Image courtesy pcworld.com

Picking a dining spot or a must-see show means nowadays turning on your mac, PC, or mobile device. The submitted and posted online reviews can make or break the business, that is why the amount of fake reviews increases along with  fake “likes”. The U.S. law says that if you are get paid to endorse a product, place, or service, you must disclose it.

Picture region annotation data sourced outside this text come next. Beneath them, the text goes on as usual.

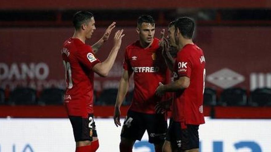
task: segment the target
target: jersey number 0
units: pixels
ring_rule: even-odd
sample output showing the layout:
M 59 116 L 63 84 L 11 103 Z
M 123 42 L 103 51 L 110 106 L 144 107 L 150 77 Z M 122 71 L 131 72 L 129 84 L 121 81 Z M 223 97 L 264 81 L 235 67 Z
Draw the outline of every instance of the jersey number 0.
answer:
M 71 64 L 70 62 L 63 60 L 63 64 L 65 68 L 65 81 L 66 81 L 66 87 L 69 89 L 72 88 L 72 81 L 71 80 Z M 68 73 L 68 81 L 67 82 L 67 73 Z

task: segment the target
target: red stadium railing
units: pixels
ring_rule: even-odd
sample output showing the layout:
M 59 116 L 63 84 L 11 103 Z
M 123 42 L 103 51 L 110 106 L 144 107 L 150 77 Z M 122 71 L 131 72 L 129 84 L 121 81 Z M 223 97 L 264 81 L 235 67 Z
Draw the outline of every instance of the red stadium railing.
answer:
M 125 116 L 129 107 L 122 106 L 121 116 Z M 113 106 L 95 106 L 94 115 L 99 118 L 113 116 Z M 66 118 L 67 115 L 63 106 L 1 106 L 0 118 Z M 271 119 L 271 107 L 254 107 L 204 106 L 204 115 L 215 118 Z M 170 117 L 171 113 L 168 113 Z
M 88 0 L 2 0 L 0 10 L 263 8 L 270 8 L 270 0 L 220 0 L 219 1 L 215 0 L 115 0 L 113 2 L 110 0 L 103 0 L 95 1 L 94 2 Z

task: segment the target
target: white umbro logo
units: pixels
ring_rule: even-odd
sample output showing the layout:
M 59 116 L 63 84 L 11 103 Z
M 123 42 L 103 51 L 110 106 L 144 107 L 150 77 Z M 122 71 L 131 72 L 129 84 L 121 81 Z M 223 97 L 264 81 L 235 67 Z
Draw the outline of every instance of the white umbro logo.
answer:
M 132 57 L 132 60 L 136 60 L 136 58 L 137 57 L 136 56 L 134 56 Z

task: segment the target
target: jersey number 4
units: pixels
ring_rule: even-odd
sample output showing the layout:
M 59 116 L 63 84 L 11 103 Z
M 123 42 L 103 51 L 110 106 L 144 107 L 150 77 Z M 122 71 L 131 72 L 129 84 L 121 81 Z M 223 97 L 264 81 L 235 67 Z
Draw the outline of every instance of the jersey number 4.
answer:
M 72 88 L 72 81 L 71 80 L 71 69 L 70 62 L 63 60 L 63 64 L 65 68 L 65 81 L 66 81 L 66 87 L 69 89 Z M 68 74 L 68 80 L 67 82 L 67 74 Z
M 206 70 L 203 69 L 203 91 L 202 94 L 204 94 L 204 89 L 205 88 L 205 77 L 206 77 Z

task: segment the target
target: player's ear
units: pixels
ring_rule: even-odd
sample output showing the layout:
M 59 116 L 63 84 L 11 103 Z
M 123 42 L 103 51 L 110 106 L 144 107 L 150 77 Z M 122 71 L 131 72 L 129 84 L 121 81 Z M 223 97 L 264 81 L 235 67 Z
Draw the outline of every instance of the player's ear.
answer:
M 136 32 L 137 33 L 139 34 L 139 33 L 140 33 L 140 30 L 139 29 L 139 28 L 138 27 L 136 28 Z
M 87 29 L 87 25 L 85 24 L 83 24 L 81 25 L 81 29 L 83 30 L 85 30 Z
M 180 30 L 179 29 L 179 28 L 177 28 L 177 36 L 179 36 L 179 35 L 180 35 L 180 34 L 181 33 L 180 32 Z

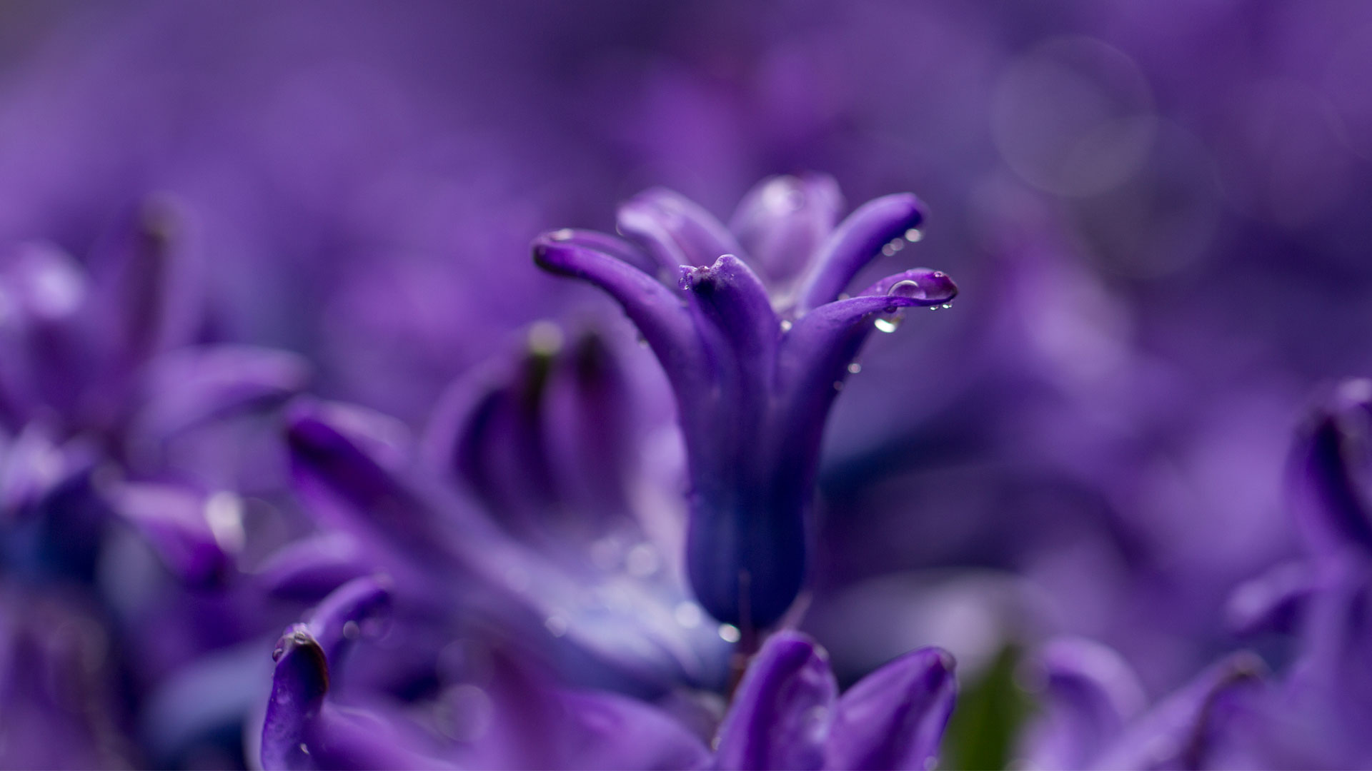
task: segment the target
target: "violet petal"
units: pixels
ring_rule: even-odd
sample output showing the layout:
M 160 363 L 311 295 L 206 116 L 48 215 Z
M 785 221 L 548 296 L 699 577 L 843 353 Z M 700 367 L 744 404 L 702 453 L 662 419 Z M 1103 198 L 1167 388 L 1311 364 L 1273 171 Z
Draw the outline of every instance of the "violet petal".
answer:
M 1253 653 L 1228 656 L 1129 726 L 1092 766 L 1205 768 L 1225 715 L 1258 693 L 1265 672 Z
M 1125 660 L 1081 638 L 1050 642 L 1028 663 L 1043 712 L 1021 752 L 1034 768 L 1085 768 L 1144 707 L 1143 686 Z
M 833 302 L 893 239 L 923 222 L 923 204 L 911 193 L 870 200 L 849 214 L 820 247 L 800 285 L 797 310 Z
M 774 289 L 785 288 L 809 266 L 842 207 L 829 174 L 768 177 L 744 195 L 729 229 Z
M 715 768 L 823 767 L 837 697 L 827 653 L 799 632 L 774 634 L 719 727 Z
M 956 694 L 954 660 L 945 650 L 914 650 L 881 667 L 838 700 L 826 766 L 929 768 Z
M 722 254 L 742 254 L 734 235 L 711 213 L 681 193 L 653 188 L 619 207 L 616 225 L 659 265 L 711 265 Z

The websites collecting and demonstrating consumers’ opinions  are fighting with the fraudulent posts using the mix of techniques and human moderators to separate fraudulent  comments from genuine reviews. Not only consumers want to get the point about the place or product they want to choose – businesses as well want to rely on the true consumer’s opinion in order to improve their level of services or business operations. Such websites as Google+, TripAdvisor, Yelp, and Local do their best to detect fakes.

Image by Yelp

Here Yelp is standing out: approximately 20% of submitted reviews are never displayed. Besides, Yelp turned to a new weapon: public shaming. Yelp announced that businesses found attempting to buy positive reviews will have their pages branded with a consumer advisory informing readers of their chicanery.

How to spot a fake? In 2011, Cornell University computer-science students developed an algorithm that identified 90% of fake reviews, in part by flagging telltale signs.

Here are the five common signs but some of them still sound unconvincing:

  • A user account with just one review
  • Reviews coming from multiple accounts on one computer
  • Reviews that diverge sharply from the sentiment of others
  • Effusive adjectives (real people seldom gush)
  • Vague terms like “vacation” and “my husband” (real people talk about specifics like the bathroom or price).

    Image courtesy plumevoyage.fr

But still, weeding out the fraud and handling the abuse is not an exact science. When Google removed hundreds of reviews for three car dealerships in Kansas, Massachusetts, and Colorado from its Google+ Local pages, those dealers filed complaints with the FTC. “We acknowledge in trying to strike balance in removing spam reviews and keeping legitimate reviews, there will be some error”, – a Google spokesperson comments. Also Yelp spokesman, Vince Sollitto, admits that some legitimate reviews may be caught up in the fight with the spam comments: “It’s a continuing cat-and-mouse game that will always be with us.”